MALICIOUS
120
Risk Score
Malware Insights
MITRE ATT&CK
T1566.002 Spearphishing Attachment
T1204.002 Malicious Link
The PDF contains a large number of embedded links, with one critical heuristic firing indicating it's a malicious redirector. The primary malicious URL identified is https://ttraff.link/wix?keyword=kingdom+hearts+birth+by+sleep+psp+melding+guide. The document body appears to be heavily obfuscated, but the presence of the malicious URL and the link farm heuristic strongly suggest a phishing or redirection attack.
Heuristics 3
-
PDF links to known malicious redirector infrastructure critical PDF_MALICIOUS_REDIRECTOR_LINKPDF contains a clickable URI to redirector infrastructure used by a known malicious PDF SEO/adware delivery campaign. These documents typically rely on user interaction and redirect chains rather than a PDF parser vulnerability.
-
Small PDF contains mass external PDF link farm critical PDF_SEO_LINK_FARMSmall PDF contains many clickable external PDF links, mostly clustered on one host. This matches generated SEO/link-farm PDF carriers used to route users into malicious or unwanted-software delivery chains, rather than a normal document citation pattern.
-
Embedded URL info EMBEDDED_URLOne or more URLs were extracted from the document.

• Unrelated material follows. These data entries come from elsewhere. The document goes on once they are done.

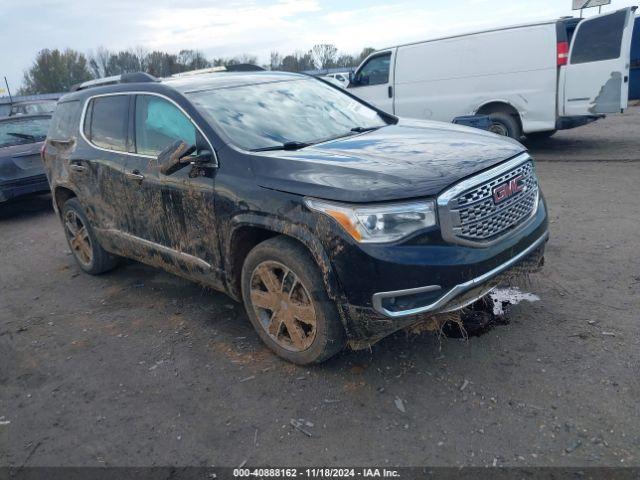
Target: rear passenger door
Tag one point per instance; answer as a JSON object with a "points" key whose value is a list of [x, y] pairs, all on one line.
{"points": [[596, 79], [172, 216], [97, 172], [373, 81]]}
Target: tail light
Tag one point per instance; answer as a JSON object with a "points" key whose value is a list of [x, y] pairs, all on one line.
{"points": [[563, 53]]}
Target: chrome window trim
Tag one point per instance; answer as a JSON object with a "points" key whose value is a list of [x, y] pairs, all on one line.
{"points": [[140, 155], [459, 289], [443, 201]]}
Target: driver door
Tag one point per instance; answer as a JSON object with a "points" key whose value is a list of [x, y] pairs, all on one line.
{"points": [[373, 81], [172, 216]]}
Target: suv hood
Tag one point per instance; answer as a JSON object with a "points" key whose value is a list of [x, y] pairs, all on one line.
{"points": [[410, 159]]}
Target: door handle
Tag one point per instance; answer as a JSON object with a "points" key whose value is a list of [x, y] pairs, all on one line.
{"points": [[134, 175], [76, 166]]}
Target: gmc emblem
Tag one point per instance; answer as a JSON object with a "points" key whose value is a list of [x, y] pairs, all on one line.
{"points": [[506, 190]]}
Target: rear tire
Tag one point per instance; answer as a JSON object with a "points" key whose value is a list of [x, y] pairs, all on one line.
{"points": [[505, 124], [541, 135], [286, 300], [86, 250]]}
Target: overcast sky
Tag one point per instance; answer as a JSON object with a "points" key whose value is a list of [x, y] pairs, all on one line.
{"points": [[232, 27]]}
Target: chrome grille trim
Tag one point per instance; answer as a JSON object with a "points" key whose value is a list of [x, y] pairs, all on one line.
{"points": [[468, 214]]}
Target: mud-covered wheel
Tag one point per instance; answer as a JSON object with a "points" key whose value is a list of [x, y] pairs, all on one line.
{"points": [[287, 303], [89, 255]]}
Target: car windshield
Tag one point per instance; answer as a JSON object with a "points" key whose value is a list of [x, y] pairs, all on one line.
{"points": [[23, 130], [266, 115], [44, 106]]}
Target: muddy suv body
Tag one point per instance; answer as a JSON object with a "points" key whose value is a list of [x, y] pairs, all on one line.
{"points": [[344, 239]]}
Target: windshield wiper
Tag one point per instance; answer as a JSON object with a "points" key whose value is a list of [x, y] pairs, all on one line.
{"points": [[365, 129], [284, 146]]}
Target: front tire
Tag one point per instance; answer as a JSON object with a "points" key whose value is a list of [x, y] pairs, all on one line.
{"points": [[286, 300], [86, 250]]}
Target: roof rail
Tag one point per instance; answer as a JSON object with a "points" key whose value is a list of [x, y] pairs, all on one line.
{"points": [[135, 77], [200, 71], [238, 67]]}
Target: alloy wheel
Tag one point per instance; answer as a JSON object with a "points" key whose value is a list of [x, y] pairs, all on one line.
{"points": [[283, 306], [78, 237]]}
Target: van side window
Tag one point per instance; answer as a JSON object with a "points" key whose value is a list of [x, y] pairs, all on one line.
{"points": [[159, 123], [599, 39], [106, 122], [375, 71]]}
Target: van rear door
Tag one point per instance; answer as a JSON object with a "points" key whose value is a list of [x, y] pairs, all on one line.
{"points": [[596, 79]]}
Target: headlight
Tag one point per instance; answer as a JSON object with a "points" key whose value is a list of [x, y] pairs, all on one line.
{"points": [[380, 223]]}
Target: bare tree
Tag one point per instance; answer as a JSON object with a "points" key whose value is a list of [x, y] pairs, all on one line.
{"points": [[324, 55], [55, 71]]}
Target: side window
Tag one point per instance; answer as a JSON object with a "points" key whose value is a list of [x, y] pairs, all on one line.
{"points": [[375, 71], [64, 121], [599, 39], [106, 122], [159, 123]]}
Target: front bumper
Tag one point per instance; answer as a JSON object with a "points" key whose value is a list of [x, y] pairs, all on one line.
{"points": [[446, 302], [391, 287]]}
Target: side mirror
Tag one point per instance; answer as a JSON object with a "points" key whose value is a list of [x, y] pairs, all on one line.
{"points": [[173, 158], [205, 156]]}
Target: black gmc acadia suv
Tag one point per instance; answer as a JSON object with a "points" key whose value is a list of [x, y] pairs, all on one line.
{"points": [[332, 221]]}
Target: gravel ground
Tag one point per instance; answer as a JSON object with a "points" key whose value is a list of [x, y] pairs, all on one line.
{"points": [[137, 367]]}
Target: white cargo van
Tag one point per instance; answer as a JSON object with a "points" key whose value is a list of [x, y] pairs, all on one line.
{"points": [[531, 79]]}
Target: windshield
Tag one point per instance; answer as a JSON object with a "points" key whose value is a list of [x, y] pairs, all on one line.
{"points": [[267, 115], [23, 130], [45, 106]]}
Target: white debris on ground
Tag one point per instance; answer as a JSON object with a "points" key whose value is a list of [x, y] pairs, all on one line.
{"points": [[512, 296]]}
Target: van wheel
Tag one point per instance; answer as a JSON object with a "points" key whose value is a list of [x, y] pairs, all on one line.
{"points": [[287, 303], [505, 124], [88, 253], [541, 135]]}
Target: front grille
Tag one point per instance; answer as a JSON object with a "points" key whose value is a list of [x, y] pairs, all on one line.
{"points": [[470, 215]]}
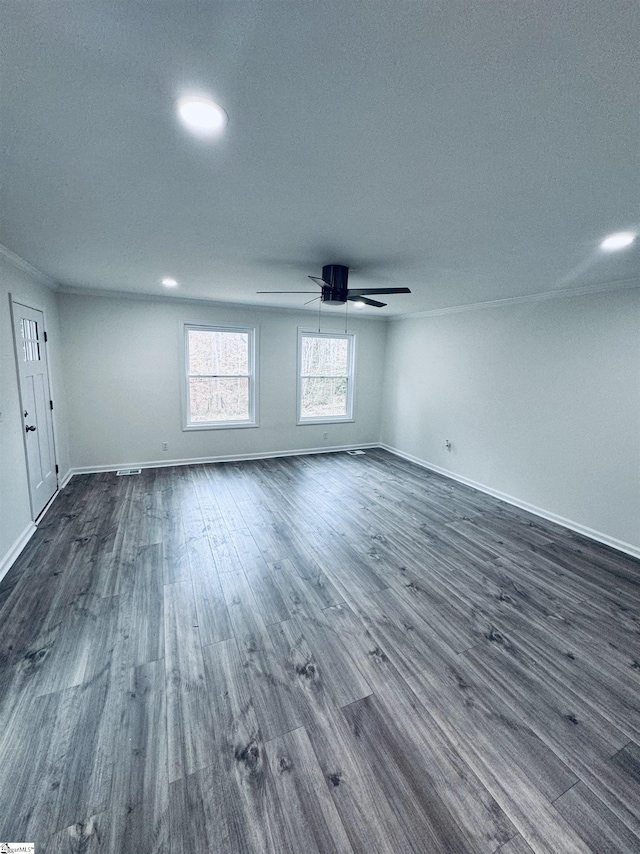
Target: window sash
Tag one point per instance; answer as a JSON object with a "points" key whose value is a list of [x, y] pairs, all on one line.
{"points": [[346, 376], [191, 420]]}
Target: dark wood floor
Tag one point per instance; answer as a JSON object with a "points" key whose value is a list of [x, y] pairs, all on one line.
{"points": [[316, 654]]}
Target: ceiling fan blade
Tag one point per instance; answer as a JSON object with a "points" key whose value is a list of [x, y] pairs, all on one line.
{"points": [[364, 291], [366, 301]]}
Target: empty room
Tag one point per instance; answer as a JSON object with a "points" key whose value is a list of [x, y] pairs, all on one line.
{"points": [[320, 427]]}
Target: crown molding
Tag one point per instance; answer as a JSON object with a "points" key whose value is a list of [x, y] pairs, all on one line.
{"points": [[565, 293], [24, 267]]}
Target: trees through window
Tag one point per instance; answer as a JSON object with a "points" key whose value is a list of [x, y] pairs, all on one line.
{"points": [[220, 376], [325, 376]]}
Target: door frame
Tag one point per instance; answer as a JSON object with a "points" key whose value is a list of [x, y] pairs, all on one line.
{"points": [[44, 343]]}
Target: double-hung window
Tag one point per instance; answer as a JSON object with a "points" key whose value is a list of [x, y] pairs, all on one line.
{"points": [[220, 377], [325, 376]]}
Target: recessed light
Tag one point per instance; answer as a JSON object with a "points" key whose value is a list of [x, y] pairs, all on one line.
{"points": [[618, 240], [202, 116]]}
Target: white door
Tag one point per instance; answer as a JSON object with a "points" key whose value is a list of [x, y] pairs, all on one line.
{"points": [[37, 420]]}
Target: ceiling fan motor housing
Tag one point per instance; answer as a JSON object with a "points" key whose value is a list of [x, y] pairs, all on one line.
{"points": [[335, 275]]}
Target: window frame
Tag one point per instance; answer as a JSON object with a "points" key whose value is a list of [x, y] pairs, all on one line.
{"points": [[252, 420], [351, 379]]}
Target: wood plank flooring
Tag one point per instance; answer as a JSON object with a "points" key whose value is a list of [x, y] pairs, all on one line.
{"points": [[316, 654]]}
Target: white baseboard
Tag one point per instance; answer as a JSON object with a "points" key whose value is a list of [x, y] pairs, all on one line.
{"points": [[65, 480], [230, 458], [12, 555], [620, 545]]}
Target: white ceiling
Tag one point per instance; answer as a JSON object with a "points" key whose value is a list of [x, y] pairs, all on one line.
{"points": [[471, 151]]}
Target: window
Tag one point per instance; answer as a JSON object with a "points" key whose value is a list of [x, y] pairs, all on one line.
{"points": [[325, 376], [220, 377]]}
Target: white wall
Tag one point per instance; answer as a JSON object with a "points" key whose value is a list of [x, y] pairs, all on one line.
{"points": [[541, 401], [15, 510], [123, 367]]}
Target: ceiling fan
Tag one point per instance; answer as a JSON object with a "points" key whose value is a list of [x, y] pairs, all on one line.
{"points": [[334, 288]]}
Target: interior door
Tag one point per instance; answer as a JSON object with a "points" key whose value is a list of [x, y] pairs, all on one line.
{"points": [[37, 419]]}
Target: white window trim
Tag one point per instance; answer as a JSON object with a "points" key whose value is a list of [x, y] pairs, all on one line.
{"points": [[252, 421], [351, 382]]}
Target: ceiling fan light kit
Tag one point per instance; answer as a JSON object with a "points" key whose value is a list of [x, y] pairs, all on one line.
{"points": [[335, 290]]}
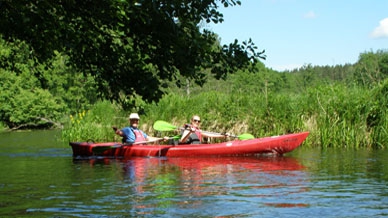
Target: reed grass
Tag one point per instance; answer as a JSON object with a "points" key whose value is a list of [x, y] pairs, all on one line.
{"points": [[335, 115]]}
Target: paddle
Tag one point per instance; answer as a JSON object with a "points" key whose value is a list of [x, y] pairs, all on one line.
{"points": [[100, 149], [161, 125]]}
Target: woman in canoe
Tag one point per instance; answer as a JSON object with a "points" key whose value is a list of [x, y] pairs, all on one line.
{"points": [[192, 134], [132, 133]]}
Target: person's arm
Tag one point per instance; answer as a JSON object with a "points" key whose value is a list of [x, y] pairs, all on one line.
{"points": [[214, 135]]}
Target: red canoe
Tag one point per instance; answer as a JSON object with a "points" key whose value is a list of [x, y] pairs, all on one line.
{"points": [[276, 145]]}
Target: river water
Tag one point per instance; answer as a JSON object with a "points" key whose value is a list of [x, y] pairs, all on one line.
{"points": [[40, 178]]}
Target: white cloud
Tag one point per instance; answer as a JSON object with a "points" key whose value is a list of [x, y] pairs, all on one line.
{"points": [[310, 15], [382, 30]]}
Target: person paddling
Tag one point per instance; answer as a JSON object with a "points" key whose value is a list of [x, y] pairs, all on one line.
{"points": [[132, 133], [192, 134]]}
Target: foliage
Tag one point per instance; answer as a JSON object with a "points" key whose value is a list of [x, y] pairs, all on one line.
{"points": [[37, 95], [129, 47], [92, 125], [372, 68]]}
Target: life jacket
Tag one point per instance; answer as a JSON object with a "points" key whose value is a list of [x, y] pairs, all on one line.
{"points": [[195, 137], [138, 135]]}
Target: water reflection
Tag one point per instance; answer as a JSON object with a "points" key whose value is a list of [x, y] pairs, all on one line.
{"points": [[164, 182]]}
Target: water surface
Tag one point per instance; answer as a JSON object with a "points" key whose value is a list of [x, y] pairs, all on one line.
{"points": [[40, 178]]}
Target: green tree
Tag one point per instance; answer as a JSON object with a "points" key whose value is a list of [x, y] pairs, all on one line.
{"points": [[129, 47]]}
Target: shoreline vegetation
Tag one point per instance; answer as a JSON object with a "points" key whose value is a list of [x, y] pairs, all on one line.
{"points": [[335, 116], [85, 70], [341, 106]]}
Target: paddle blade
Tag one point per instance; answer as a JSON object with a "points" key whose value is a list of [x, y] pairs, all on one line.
{"points": [[161, 125], [245, 136]]}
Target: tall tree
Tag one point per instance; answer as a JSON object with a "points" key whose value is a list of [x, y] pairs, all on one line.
{"points": [[129, 46]]}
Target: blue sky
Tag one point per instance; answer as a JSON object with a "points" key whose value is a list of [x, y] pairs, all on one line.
{"points": [[300, 32]]}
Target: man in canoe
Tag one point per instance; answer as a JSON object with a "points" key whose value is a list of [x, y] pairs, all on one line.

The URL itself is not a detection — see the per-URL labels for which channel (macro, JS, link annotation, document body, ...) reached each URL.URL https://ttraff.link/wix?keyword=kingdom+hearts+birth+by+sleep+psp+melding+guide
- http://files.paintersincentrallondon.co.uk/uploads/1/3/2/8/132814276/fezinogoxamapinato.pdf
- http://rawejijij.1301university.com/uploads/1/3/1/3/131398348/lagam.pdf
- http://witimis.drbgeography.com/uploads/1/3/1/4/131454440/a7002.pdf
- http://files.4-ucorp.com/uploads/1/3/0/7/130739567/7385382.pdf
- https://5bd4ed93-ff6f-43d4-aed8-f646dd6e8831.filesusr.com/ugd/d8966e_56f6f8a7885646fbbe587a7955396897.pdf?index=true
- https://442c705a-213e-4e52-a9ec-4c5455595e97.filesusr.com/ugd/1479de_531886e3bac84a7ebdd5787a0aa74d97.pdf?index=true
- https://6181ba12-faff-4819-b2a3-c6e4dffd8993.filesusr.com/ugd/e5a943_29dec0251ead446fb1cbe19a57eeb41d.pdf?index=true
- https://87db592f-b913-483d-b6c4-2f9b8bd24cf4.filesusr.com/ugd/a474dd_938dd23d6ced41b6876c29186de4845d.pdf?index=true
- https://a430c077-80b6-4b08-91cb-20ad0259bdf5.filesusr.com/ugd/592671_51ac742a44dc4c8e809251334a53a2c4.pdf?index=true
- https://c10edef0-ffbd-4fdc-8323-b1f2c5adc260.filesusr.com/ugd/930050_803c7c7a2718428db386994807710380.pdf?index=true
- https://edcc47e0-7194-4c5a-ad30-8f8398e1dd18.filesusr.com/ugd/77d535_63413b84b8234198bfae0f0719f44480.pdf?index=true
- https://1b9156c8-a09e-4d12-a9db-1d9e594ef09c.filesusr.com/ugd/0cd019_79c55fce568b42c3b4dee5129ca5d2f4.pdf?index=true
- https://5fc0b876-a0f8-443f-998b-bb5170a55a4f.filesusr.com/ugd/83b1b3_ddd81965e3e041c6b585a9b82d01effe.pdf?index=true
- https://026559b9-6d98-4c37-a693-9043241f9a21.filesusr.com/ugd/72b0e7_7275cf336bac49bc917122573891ab4c.pdf?index=true
- https://c29ba9c4-f356-4952-b072-a419e1e66160.filesusr.com/ugd/948cea_c6ef1520f37642ca95c87997ed08734d.pdf?index=true
- https://525d74ee-430a-4ebe-8d5a-31bd211c901d.filesusr.com/ugd/3f8d85_2deb4564a32347e9ba2896cc98923c84.pdf?index=true
- http://www.w3.org/1999/02/22-rdf-syntax-ns#
- http://purl.org/dc/elements/1.1/
- http://ns.adobe.com/pdf/1.3/
- http://ns.adobe.com/xap/1.0/
- http://ns.adobe.com/xap/1.0/mm/
- http://ns.adobe.com/xap/1.0/rights/
Extracted artifacts 2
Files carved from inside the sample during analysis.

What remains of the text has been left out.